Dimensioni diverse, ma anche aspettative diverse, hanno accompagnato il 2022 di Finarte, in cui, racconta Guido Groppi, capo dipartimento di vini e distillati, “la crescita è stata del 10%, ma avevamo aspettative più alte. L’aspetto più positivo riguarda l’asta “pop”, “dedicata ad appassionati e collezionisti: coinvolgerli nel circuito delle aste è uno dei nostri obietti sin dal 2019, e l’abbiamo raggiunto puntando su bottiglie a prezzi accessibili grazie alle quali abbiamo visto per la prima volta la sala piena. Un altro momento importante, per noi, è rappresentato dall’asta monografica di Borgogno, venduta al 90%. Ci ha insegnato che un Barolo di qualità ha un valore di mercato rilevante anche a prezzi mediamente buoni”, commenta Guido Groppi.
“Il mercato, quando si guarda all’Italia, è sempre Piemonte e Toscana, specie con etichette come Sassicaia, Masseto e Tignanello. Bene anche il Brunello di Montalcino, con Biondi-Santi e Soldera al top dal punto di vista degli scambi, seguiti da Salvioni, mentre il marchio giovane è Casanova di Neri, che fa delle performance sempre di alto livello. Vedremo se i risultati di Wine Spectator porteranno qualche effetto, pensando ovviamente a Fattoria dei Barbi. Il panorama è più variegato in Piemonte, con Monfortino, Gaja, Giuseppe Rinaldi e Bartolo Mascarello, vero e proprio culto, specie con certe etichette e con annate molto vecchie, tra i Barolo, mentre tra i Barbaresco, sicuramente Roagna è il produttore da tenere d’occhio. La terza zona è quella dell’Amarone, che ha vissuto un ottimo 2022. Fuori da queste tre aree ci sono le icone come Valentini, con quotazioni rilevanti, superiori a molti Barolo, o Emidio Pepe, e poi dal Friuli Miani e Gravner, e alcune sorprese, come San Leonardo e Pergole Torte, che hanno messo a segno ottime escalation di prezzo, diventando marchi di culto e da investimento, e occhio in futuro a Testamatta”, continua il capo dipartimento di vini e distillati di Finarte.

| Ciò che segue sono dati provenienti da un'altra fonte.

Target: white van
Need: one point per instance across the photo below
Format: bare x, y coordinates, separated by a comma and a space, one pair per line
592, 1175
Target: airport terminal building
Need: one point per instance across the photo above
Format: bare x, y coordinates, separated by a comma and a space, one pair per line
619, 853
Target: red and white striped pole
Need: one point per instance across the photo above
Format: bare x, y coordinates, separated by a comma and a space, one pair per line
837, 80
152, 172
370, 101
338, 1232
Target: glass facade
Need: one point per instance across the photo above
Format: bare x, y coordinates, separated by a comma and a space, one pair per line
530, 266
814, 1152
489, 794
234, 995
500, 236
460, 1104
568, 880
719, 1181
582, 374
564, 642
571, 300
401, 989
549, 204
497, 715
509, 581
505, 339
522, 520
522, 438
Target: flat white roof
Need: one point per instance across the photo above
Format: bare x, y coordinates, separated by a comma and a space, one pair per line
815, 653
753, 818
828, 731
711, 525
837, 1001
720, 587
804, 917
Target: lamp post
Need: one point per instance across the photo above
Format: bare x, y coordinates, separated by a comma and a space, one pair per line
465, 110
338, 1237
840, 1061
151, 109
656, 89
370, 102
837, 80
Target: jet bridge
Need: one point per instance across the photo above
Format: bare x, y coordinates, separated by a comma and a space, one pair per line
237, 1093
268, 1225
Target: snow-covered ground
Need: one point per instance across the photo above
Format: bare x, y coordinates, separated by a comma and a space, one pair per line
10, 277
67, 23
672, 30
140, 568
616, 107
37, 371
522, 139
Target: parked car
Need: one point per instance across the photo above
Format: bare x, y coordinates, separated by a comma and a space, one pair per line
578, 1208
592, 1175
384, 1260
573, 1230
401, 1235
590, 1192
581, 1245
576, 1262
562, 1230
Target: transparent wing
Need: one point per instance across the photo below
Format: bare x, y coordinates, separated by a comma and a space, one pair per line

“Per anticipare il mercato, bisogna capire il valore di un vino oltre il suo valore commerciale: la costruzione di un marchio, salvo rare eccezioni, è un processo lungo, il cui presupposto è sempre la qualità nel tempo. Per il 2023 le aspettative sono buone, perché se è vero che Champagne e Borgogna sono a livelli troppo alti per avere possibilità di rivalutazione importanti, si aprono possibilità per il vino italiano. La zona su cui investirei - aspettando l’Etna, diventato imprescindibile per tutti i produttori siciliani, con Tenuta delle Terre Nere e Passopisciaro a fare il prezzo - è invece il Nord del Piemonte, zona di Nebbiolo dalla grandissima tradizione. La produzione è completamente cambiata dai tempi di Cavour, e il potenziale è enorme, basti pensare all’acquisizione di Nervi da parte di Conterno: è la zona cui guardare”, conclude Guido Groppi.

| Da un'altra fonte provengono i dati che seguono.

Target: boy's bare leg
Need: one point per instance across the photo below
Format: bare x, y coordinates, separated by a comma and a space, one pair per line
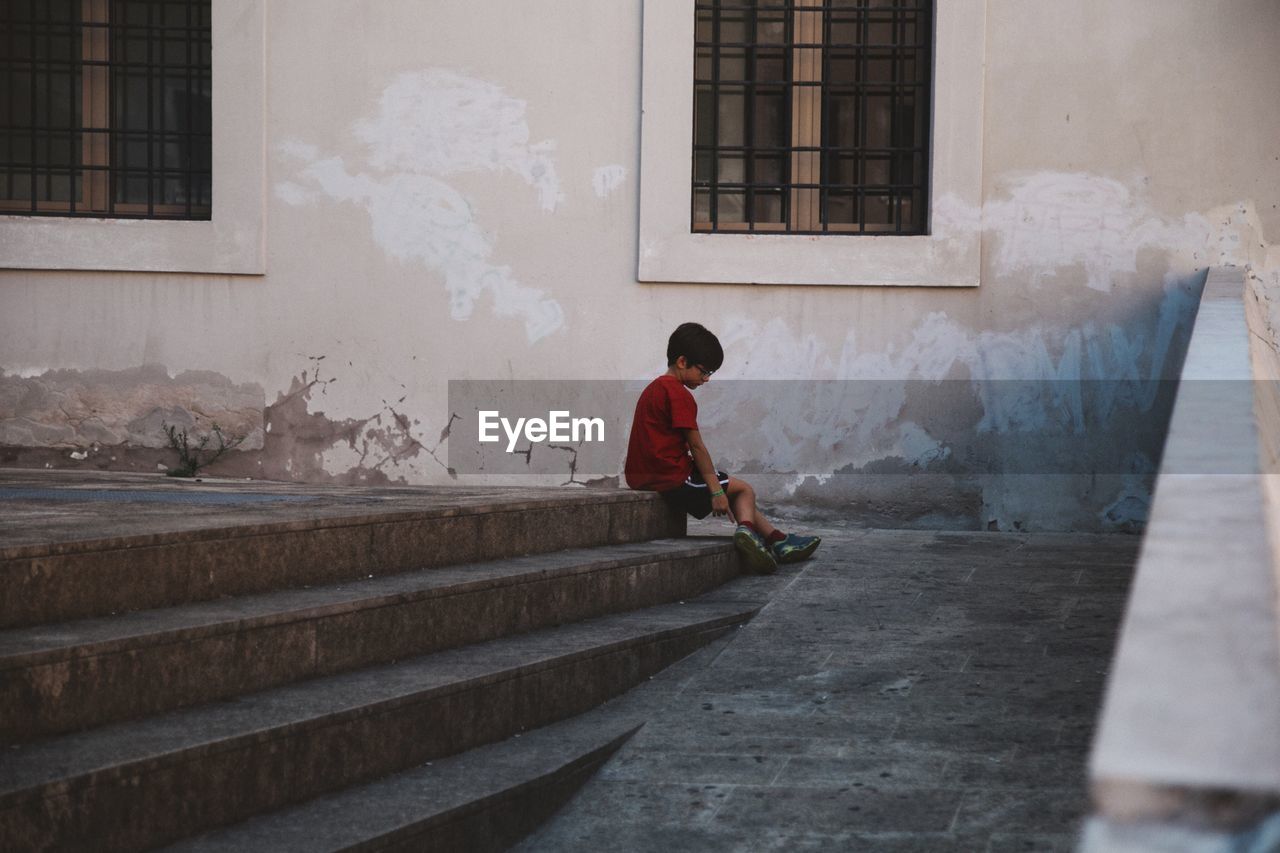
741, 500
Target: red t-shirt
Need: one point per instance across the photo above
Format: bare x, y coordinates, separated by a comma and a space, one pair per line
657, 454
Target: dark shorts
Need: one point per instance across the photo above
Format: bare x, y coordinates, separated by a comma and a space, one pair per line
693, 496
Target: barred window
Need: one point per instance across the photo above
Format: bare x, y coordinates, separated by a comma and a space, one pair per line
105, 108
812, 117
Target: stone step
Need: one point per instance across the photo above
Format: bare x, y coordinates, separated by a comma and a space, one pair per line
55, 582
481, 801
484, 799
154, 781
77, 675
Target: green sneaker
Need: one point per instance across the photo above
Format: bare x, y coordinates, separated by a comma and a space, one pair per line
795, 548
758, 556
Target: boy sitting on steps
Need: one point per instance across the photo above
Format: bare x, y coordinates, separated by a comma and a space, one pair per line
667, 455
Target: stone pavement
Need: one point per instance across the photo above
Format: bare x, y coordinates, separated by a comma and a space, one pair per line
904, 690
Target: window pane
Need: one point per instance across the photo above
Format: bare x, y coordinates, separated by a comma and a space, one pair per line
769, 127
730, 117
809, 117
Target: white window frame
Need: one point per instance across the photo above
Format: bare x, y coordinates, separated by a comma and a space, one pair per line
233, 240
950, 255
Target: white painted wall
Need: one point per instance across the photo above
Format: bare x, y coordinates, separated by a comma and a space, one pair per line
452, 192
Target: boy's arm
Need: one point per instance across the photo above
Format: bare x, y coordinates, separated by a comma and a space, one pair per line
707, 468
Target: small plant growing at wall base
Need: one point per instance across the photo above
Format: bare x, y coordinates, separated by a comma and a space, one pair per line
195, 452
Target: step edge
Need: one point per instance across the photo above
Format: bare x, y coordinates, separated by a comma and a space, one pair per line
18, 553
222, 626
80, 780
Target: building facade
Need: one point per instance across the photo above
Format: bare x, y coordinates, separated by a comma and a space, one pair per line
955, 305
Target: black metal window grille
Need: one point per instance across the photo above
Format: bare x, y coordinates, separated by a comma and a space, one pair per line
105, 108
812, 117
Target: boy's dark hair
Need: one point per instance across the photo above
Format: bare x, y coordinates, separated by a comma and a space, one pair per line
698, 346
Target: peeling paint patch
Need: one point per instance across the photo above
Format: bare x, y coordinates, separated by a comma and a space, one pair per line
307, 446
433, 124
608, 178
1052, 220
78, 409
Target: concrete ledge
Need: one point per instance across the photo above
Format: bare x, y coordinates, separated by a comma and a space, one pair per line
140, 785
319, 542
1189, 730
62, 678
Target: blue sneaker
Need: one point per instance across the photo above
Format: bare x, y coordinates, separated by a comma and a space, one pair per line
758, 556
795, 548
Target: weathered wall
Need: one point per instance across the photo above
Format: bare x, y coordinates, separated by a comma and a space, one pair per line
452, 192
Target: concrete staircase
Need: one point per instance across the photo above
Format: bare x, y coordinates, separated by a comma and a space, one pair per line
380, 680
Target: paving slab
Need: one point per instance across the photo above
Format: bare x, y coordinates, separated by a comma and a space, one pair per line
903, 690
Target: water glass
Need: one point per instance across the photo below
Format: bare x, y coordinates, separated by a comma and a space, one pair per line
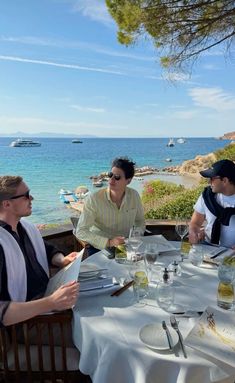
225, 292
139, 275
120, 254
196, 255
165, 295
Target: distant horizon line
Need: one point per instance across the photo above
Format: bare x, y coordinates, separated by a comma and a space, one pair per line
108, 137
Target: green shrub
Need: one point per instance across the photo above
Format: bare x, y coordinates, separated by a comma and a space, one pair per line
227, 152
157, 189
176, 202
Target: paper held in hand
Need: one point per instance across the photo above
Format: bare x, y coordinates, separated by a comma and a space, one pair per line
67, 274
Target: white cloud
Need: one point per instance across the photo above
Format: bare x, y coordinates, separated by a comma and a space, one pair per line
94, 9
185, 114
35, 123
66, 66
36, 41
87, 109
214, 98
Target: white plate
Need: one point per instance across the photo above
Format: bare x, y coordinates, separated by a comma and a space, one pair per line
89, 270
153, 336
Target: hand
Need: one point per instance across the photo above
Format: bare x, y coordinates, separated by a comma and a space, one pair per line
64, 297
114, 242
196, 236
69, 258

Uno spaccato, come sempre, molto peculiare, è quello che arriva dalle parole di Raimondo Romani, fondatore, insieme al socio storico Flaviano Gelardini, della Gelardini & Romani Wine Auction, casa d’aste dedicata ai fine wines, nata a Roma ma ormai da qualche anno di stanza ad Hong Kong, porta d’accesso al grande mercato asiatico e, ovviamente cinese. Quello di Raimondo Romani è un osservatorio privilegiato su un’area di enorme rilevanza per il settore delle aste, e non solo di vino. Un mondo che, dallo scoppio della pandemia nel 2020, si è inesorabilmente allontanato, ma non quanto si potrebbe immaginare da qui. “Ci siamo spaventati di fronte al Covid, ma in realtà ha portato una grande effervescenza sul mercato dei fine wines. Superata la fase emergenziale, in Asia stiamo vivendo un cambiamento radicale, in cui le grandi aziende commerciali puntano sulla disintermediazione, puntando direttamente sul cliente finale. Il lavoro sul cliente privato, perciò, diventerà centrale: in Cina e ad Hong Kong è già così, mentre mercati meno maturi rappresentano ancora ottime opportunità per il trade, pur con le difficoltà legate a dogane e operatori ancora acerbi, e con cui è difficile lavorare dall’Europa”, racconta Raimondo Romani, che con la Gelardini & Romani Wine Auction, nel 2022, ha fatturato 2 milioni di euro, con il 50%, per la prima volta, generato dal canale retail, per un totale di 1,5 milioni di euro di vino italiano venduto tra Cina ed Hong Kong.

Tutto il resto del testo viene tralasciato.